Darius 0.40 Uhr Filed under: Segnungen des Kapitalismus

In einer gemeinsamen Erklärung mit dem Titel »Arbeitssuchende unter Generalverdacht« fordern der Bundesbeauftragte und die Landesbeauftragten für den Datenschutz der Länder Baden-Württemberg, Bayern, Berlin, Brandenburg, Bremen, Hamburg, Mecklenburg-Vorpommern, Niedersachsen, Nordrhein-Westfalen, Rheinland-Pfalz, Saarland, Sachsen, Sachsen-Anhalt, Schleswig-Holstein und Thüringen eine grundlegende Überarbeitung des Hartz-IV-Fortentwicklungsgesetzes, das zum 1.8. in Kraft treten soll.

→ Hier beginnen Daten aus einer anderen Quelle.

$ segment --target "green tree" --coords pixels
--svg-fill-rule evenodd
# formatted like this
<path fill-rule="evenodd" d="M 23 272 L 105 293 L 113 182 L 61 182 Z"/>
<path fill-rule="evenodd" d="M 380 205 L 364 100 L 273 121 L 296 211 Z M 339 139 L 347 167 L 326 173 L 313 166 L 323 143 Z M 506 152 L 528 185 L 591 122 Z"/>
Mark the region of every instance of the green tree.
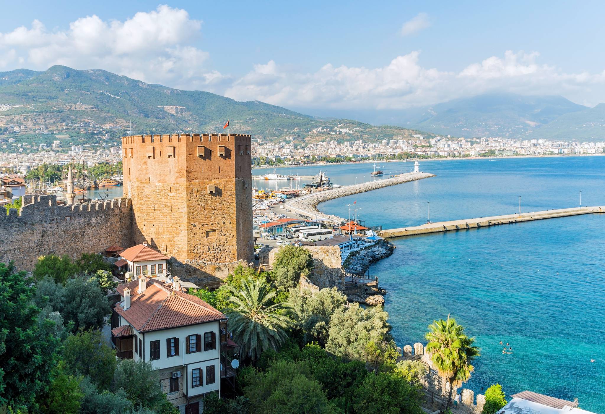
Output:
<path fill-rule="evenodd" d="M 82 253 L 80 258 L 76 261 L 76 265 L 79 273 L 91 275 L 95 274 L 99 270 L 111 270 L 111 266 L 103 260 L 103 256 L 98 253 Z"/>
<path fill-rule="evenodd" d="M 338 308 L 330 320 L 326 350 L 372 368 L 393 364 L 398 353 L 388 318 L 381 307 L 364 309 L 353 303 Z"/>
<path fill-rule="evenodd" d="M 73 375 L 88 375 L 101 390 L 109 389 L 117 361 L 116 351 L 105 342 L 98 330 L 70 335 L 62 352 L 67 370 Z"/>
<path fill-rule="evenodd" d="M 61 315 L 78 329 L 99 329 L 111 312 L 105 292 L 93 278 L 78 276 L 65 283 L 65 303 Z"/>
<path fill-rule="evenodd" d="M 480 349 L 473 346 L 474 338 L 464 334 L 464 327 L 448 315 L 447 320 L 435 320 L 428 326 L 426 334 L 427 352 L 442 380 L 443 393 L 440 412 L 443 414 L 451 404 L 454 388 L 471 378 L 474 367 L 471 364 L 479 356 Z M 450 386 L 448 392 L 447 386 Z"/>
<path fill-rule="evenodd" d="M 292 289 L 288 302 L 292 307 L 292 318 L 296 322 L 304 342 L 316 341 L 325 346 L 332 314 L 347 303 L 347 297 L 336 288 L 324 288 L 318 292 Z"/>
<path fill-rule="evenodd" d="M 280 288 L 294 288 L 301 276 L 309 276 L 312 271 L 311 252 L 303 247 L 290 245 L 280 248 L 275 255 L 273 274 L 276 284 Z"/>
<path fill-rule="evenodd" d="M 114 387 L 122 389 L 136 409 L 149 409 L 159 414 L 178 411 L 160 387 L 160 373 L 151 363 L 122 360 L 114 372 Z"/>
<path fill-rule="evenodd" d="M 428 372 L 428 367 L 419 360 L 404 360 L 397 363 L 393 375 L 401 376 L 410 384 L 420 385 L 420 379 Z"/>
<path fill-rule="evenodd" d="M 80 383 L 80 387 L 84 395 L 80 414 L 120 414 L 129 413 L 132 409 L 132 403 L 127 398 L 124 390 L 99 393 L 90 376 L 83 378 Z"/>
<path fill-rule="evenodd" d="M 18 210 L 23 206 L 23 197 L 19 197 L 15 200 L 12 203 L 8 203 L 5 205 L 4 207 L 6 208 L 6 215 L 8 215 L 8 212 L 11 208 L 16 208 Z"/>
<path fill-rule="evenodd" d="M 502 386 L 494 384 L 485 390 L 485 404 L 483 406 L 483 414 L 495 414 L 496 412 L 506 405 L 506 398 Z"/>
<path fill-rule="evenodd" d="M 99 282 L 99 286 L 105 290 L 117 287 L 117 282 L 114 281 L 111 272 L 99 269 L 94 274 L 94 278 Z"/>
<path fill-rule="evenodd" d="M 33 275 L 36 279 L 45 276 L 53 278 L 57 283 L 64 284 L 70 278 L 78 272 L 78 266 L 67 254 L 59 257 L 53 254 L 38 257 L 34 266 Z"/>
<path fill-rule="evenodd" d="M 49 383 L 60 338 L 55 321 L 38 320 L 35 288 L 0 263 L 0 407 L 35 406 L 34 398 Z"/>
<path fill-rule="evenodd" d="M 234 296 L 229 298 L 232 305 L 229 326 L 235 341 L 244 356 L 256 360 L 269 348 L 276 349 L 287 338 L 285 329 L 292 321 L 283 312 L 289 309 L 286 303 L 273 303 L 275 292 L 264 278 L 244 280 L 241 289 L 229 289 Z"/>
<path fill-rule="evenodd" d="M 45 414 L 76 414 L 83 398 L 79 379 L 67 374 L 61 362 L 54 370 L 48 391 L 39 398 L 40 410 Z"/>
<path fill-rule="evenodd" d="M 401 377 L 371 372 L 353 396 L 354 413 L 421 414 L 422 392 Z"/>
<path fill-rule="evenodd" d="M 337 412 L 306 363 L 275 361 L 266 372 L 249 371 L 244 381 L 244 395 L 252 413 Z"/>

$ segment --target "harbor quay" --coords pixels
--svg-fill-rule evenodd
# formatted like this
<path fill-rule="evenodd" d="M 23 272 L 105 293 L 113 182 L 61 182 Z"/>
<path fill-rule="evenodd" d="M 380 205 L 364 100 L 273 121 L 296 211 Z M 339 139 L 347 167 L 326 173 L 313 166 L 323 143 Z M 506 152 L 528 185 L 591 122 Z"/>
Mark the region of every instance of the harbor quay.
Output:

Die datenschutzrechtlichen Kernprobleme sind dort knapp zusammengefasst: Kritisiert werden explizit die Beweislastumkehr bei der Frage nach dem Vorliegen einer eheähnlichen Gemeinschaft (»Betroffene könnten sich genötigt sehen, zum einen ihre Hilfsbedürftigkeit Mitbewohnerinnen oder Mitbewohnern und damit Dritten zu offenbaren, zum anderen deren sensible Daten preiszugeben.«) und die verstärkten Datenabgleiche (»Belege dafür, dass die vorhandenen Befugnisse zur notwendigen Bekämpfung von Leistungsmissbrauch tatsächlich unzureichend sind, fehlen völlig. Es ist mit dem Menschenbild des Grundgesetzes nicht zu vereinbaren, auf diese Weise alle Arbeitsuchenden, die Grundsicherung beanspruchen, unter Generalverdacht zu stellen.«). Außerdem müsse die Freiwilligkeit bei Telefonbefragungen und Hausbesuchen klargestellt werden. Zudem gebe es widersprüchliche Festlegungen der Zuständigkeit für den Datenschutz.